The authors go on to propose a well-packed 3-chain coiled structure. The authors consider 3
possibilities for the group that is packed closest to the core: the phosphates, the sugars, or the bases.
The authors dismiss the possibility of packing the sugars or the bases near the core for reasons that
are not well explained. I feel that it would be important to discuss the geometries that were considered
and the problems that were found.
The preferred model proposed by the authors has the phosphates packed near the core of the
helix. The authors find that the phosphates in this model can be linked by the ribose moieties, but that
there remain steric clashes and a distortion of the phosphate groups that would render this a fairly
high energy conformation. It certainly does not seem to be the sort of elegant structure that one would
expect for the fundamental building block of life. Would such a structure be expected to form
spontaneously? Particularly troubling for me is the fact that the phosphates are inaccessible to
divalent cations, and one would expect that divalent cations would actually inhibit the formation of this
structure. I believe this prediction is at odds with the known before of sodium thymonucleate.
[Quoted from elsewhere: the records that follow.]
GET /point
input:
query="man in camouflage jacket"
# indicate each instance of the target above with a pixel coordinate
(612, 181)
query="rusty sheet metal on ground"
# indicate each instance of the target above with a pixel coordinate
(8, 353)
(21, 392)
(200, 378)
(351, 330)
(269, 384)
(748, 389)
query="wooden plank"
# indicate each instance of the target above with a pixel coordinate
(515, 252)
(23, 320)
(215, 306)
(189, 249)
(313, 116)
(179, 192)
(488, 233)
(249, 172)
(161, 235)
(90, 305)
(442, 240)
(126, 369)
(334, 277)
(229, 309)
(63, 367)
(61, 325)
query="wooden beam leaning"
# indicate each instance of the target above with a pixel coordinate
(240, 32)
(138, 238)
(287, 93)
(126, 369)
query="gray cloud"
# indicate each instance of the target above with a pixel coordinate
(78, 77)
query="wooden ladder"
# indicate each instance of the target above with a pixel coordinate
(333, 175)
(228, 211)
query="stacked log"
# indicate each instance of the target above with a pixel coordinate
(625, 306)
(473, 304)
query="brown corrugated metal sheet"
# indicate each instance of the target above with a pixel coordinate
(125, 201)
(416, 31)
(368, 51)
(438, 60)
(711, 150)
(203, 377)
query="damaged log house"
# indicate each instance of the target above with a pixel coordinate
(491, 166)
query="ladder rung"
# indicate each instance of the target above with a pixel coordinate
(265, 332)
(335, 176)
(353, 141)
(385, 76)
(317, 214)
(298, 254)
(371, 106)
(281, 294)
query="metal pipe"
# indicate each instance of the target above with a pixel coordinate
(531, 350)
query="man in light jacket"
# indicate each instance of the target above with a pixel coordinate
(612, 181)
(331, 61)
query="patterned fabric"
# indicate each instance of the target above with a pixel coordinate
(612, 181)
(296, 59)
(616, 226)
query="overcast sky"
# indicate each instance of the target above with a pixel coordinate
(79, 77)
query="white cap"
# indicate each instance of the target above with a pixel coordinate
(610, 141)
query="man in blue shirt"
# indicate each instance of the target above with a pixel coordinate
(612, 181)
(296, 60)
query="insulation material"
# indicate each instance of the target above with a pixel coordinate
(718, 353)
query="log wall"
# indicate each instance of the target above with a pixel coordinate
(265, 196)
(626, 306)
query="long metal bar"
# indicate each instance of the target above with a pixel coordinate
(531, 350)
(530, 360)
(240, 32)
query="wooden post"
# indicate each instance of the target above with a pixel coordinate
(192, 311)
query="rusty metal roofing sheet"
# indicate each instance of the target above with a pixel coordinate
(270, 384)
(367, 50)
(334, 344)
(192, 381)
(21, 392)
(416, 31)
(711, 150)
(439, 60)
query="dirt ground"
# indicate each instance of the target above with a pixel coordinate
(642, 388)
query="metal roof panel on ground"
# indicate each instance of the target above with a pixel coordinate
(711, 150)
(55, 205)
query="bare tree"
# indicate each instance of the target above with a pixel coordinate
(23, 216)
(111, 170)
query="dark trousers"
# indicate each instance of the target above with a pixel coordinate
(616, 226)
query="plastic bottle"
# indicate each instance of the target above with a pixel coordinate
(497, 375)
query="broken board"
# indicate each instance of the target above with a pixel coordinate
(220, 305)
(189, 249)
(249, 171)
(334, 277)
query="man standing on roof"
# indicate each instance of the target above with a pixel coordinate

One nice feature of this model is that, by positioning the bases on the outside of the helix, it does
provide a clear mechanism by which proteins could recognize specific sequences of DNA. If the bases
were directed towards the inside, it is less clear how this recognition could be achieved.
Overall, I find this proposed structure to be intriguing and thought-provoking. However, there are
clearly several fundamental problems with this model that suggest to me that it is unlikely to be the
correct structure of DNA. My recommendation is that the this manuscript be accepted after minor
revisions. Specifically I would like them to address the comments included in the text above, and also
add a concluding paragraph in which both the strengths and weaknesses of their model are clearly
spelled out. The inclusion of such a summary paragraph will allow readers, expert and non-expert
alike, to better place this model in the proper context. In this way, it make act to stimulate others to
propose better models and finally answer the most fundamental question in biology.